Computer Science 270

SPIM Simulator




xspim

Spim comes in two versions: (plain ol') spim and (graphical) xspim. We will use the xspim version in order to take advantage of the graphical interface. The executable resides in the directory /usr/local/spim, and since we will be using this software quite a bit during the semester it is worthwhile adding that location to your local PATH variable.

(1) Edit .bash_profile or .bashrc to include lines similar to the following:

PATH=$PATH:$HOME/bin:/usr/java/jdk1.3.1_01/bin:/usr/local/spim:.

export USERNAME BASH_ENV PATH JAVA_PATH

Force your bash shell to reread the recently modified .bash_profile with the command

source .bash_profile

Note that the executables, but not the rest of the spim files, are also found in /usr/unsup/bin.

The manual for spim is available as a Postscript file in the directory /usr/local/spim/Documentation. Use Ghostview to open and read it with the command

gv /usr/local/spim/Documentation/spim.ps &

Note that the "scroll bar" on Ghostview is the little rectangular area in the lefthand panel just above the "<< >>" buttons. Slide it up and down with the mouse to scroll the main window. The keyboard's up and down arrows also scroll the window, well, up and down. Page Up and Page Down move to the previous and next page, respectively.

(2) Create a directory named spim in your home directory and copy the file /usr/local/spim/trap.handler into it:

mkdir spim
cd spim
cp /usr/local/spim/trap.handler .

The "." means "here" or "this directory." Spim refuses to launch if it cannot readily find such a trap.handler.

(3) Test your setup so far by launching spim:

xspim

You should see a large white screen filled with several panels, arrays of registers, and mips assembly code.

(4) We need a simple program to run. Let's write the traditional "Hello, World!" program in mips assembly language. Open emacs on the file "hello.s" We will use the dot s convention for our mips assembly source code. Enter the following lines and save your file:

# hello.s
# "Hello, World!" program
# cparrish@sewanee.edu  6 Oct 2001

	.globl main
main:
	
	.data
str:	.asciiz "Hello, World!"
	.text

	li $v0, 4	# system call code for print_str
	la $a0, str	# address of string to print
	syscall		# print the string

Lines beginning with a # are comments. Every program needs a place to start, hence the declaration of the global label main. The next section binds the label str to our "Hello, World!" string. The last section invokes the print_string system call by loading its number 4 into the $v0 register, and its argument str into the $a0 register, and then invoking the system call.
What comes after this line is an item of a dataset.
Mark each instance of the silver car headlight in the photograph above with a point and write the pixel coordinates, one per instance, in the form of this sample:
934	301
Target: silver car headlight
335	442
(5) Now we are ready to run our hello program on the spim simulator. Click the load button on xspim and enter the name of the hello program into the dialog box, hello.s, and click the assembly file button. If there was an error in your program you will see an appropriate remark in the lowest spim panel. If not, click the run button. Another dialog box appears asking you to confirm the starting address of the program to run. Spim's suggestion is usually correct, so click OK. You should see a console window open with the words "Hello, World!" displayed in it. Congratulations!

(6) Let's write another program. This one comes from a spim manual written by the author of spim, James Larus. We'll tell everyone that the answer is 3. Use emacs to create a text file with the following code:

# answer program
# cparrish@sewanee.edu  6 Oct 2001

	.globl main
main:
	
	.data
str:    .asciiz "The answer is "
	.text

	li $v0, 4	# system call code for print_str
	la $a0, str	# address of string to print
	syscall		# print the string

	li $v0, 1	# system call code for print_int
	la $a0, 3	# integer to print
	syscall		# print the integer

Start xspim, load the answer program and run it. You should see "The answer is 3" displayed in a console window. Terrific! We're programming in mips.
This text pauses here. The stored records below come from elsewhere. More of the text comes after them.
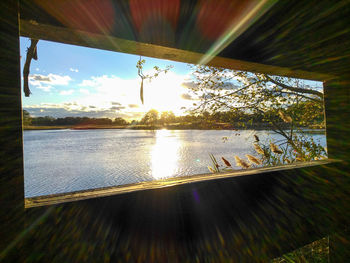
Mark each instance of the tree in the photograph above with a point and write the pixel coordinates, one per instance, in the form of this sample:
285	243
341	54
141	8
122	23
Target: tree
27	119
120	121
167	117
286	104
150	118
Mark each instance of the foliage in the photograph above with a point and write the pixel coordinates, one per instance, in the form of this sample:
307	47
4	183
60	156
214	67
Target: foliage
157	71
69	121
286	104
27	119
150	118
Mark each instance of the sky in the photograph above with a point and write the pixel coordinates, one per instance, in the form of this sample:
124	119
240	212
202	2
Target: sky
69	80
72	81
(7) You may have expected the system to run the new "answer is 3" program, but found that it ran both the previous "Hello World!" program AND the new one. Explore the panels of spim for a moment to discover where your programs were loaded. Hint: It loaded your source code comments as well. Now press the Clear button and hold down your mouse button. A menu will appear offering two options. Choose the one that clears away your source code. Then load the "answer" program again, run it, and verify that "Hello, World!" no longer appears. This is the way to interact with the interpreter to run several programs. The following exercises explore how to handle interactive input and putput.
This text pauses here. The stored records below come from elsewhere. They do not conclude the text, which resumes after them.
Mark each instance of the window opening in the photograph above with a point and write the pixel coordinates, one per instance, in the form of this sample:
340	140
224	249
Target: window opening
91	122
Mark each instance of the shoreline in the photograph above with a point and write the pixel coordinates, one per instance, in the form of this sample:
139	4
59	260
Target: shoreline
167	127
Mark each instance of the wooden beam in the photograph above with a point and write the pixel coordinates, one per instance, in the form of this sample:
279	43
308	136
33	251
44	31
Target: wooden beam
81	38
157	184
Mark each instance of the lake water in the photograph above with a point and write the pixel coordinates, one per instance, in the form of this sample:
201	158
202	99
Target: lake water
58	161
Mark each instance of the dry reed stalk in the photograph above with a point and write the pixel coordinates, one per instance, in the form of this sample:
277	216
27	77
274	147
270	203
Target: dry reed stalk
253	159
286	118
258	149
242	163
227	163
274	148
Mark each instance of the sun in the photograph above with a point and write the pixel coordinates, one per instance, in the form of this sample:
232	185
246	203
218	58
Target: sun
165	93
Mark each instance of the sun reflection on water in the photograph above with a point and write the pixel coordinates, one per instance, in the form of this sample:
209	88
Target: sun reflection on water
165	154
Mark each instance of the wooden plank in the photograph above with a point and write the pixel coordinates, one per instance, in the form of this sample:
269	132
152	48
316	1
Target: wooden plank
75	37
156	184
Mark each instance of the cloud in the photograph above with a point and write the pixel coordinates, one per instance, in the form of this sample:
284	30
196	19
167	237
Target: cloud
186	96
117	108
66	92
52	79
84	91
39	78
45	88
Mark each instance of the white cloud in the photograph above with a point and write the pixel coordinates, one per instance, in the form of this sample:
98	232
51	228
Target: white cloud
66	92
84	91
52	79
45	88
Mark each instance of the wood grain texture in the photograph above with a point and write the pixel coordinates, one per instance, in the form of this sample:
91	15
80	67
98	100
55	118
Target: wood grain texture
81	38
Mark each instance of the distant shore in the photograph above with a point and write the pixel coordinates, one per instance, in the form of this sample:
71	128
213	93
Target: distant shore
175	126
Exercise: hello_CR.s. Here is a quick exercise to begin working with the system. Go to page 7 of the spim manual to learn how to output a newline to the spim console. Then modify your "Hello, World!" program to issue a newline after its greeting. Run the modified program. Name it hello_CR.s.

Another Exercise: read_int.s. Now write a small program, named read_int.s, that prompts the user to enter an integer, accepts the input from the spim console, and echos it right back again. Hints: See page 9 of the manual to discover that there is a system call named read_int, and then look at Table 1 at the top of page 8 of the manual to discover the code for that system call, what arguments it takes (none, in this case), and where it puts its result. An easy way to move data from one register to another is to use the addi instruction with the number 0 as one of its arguments (manual page 13).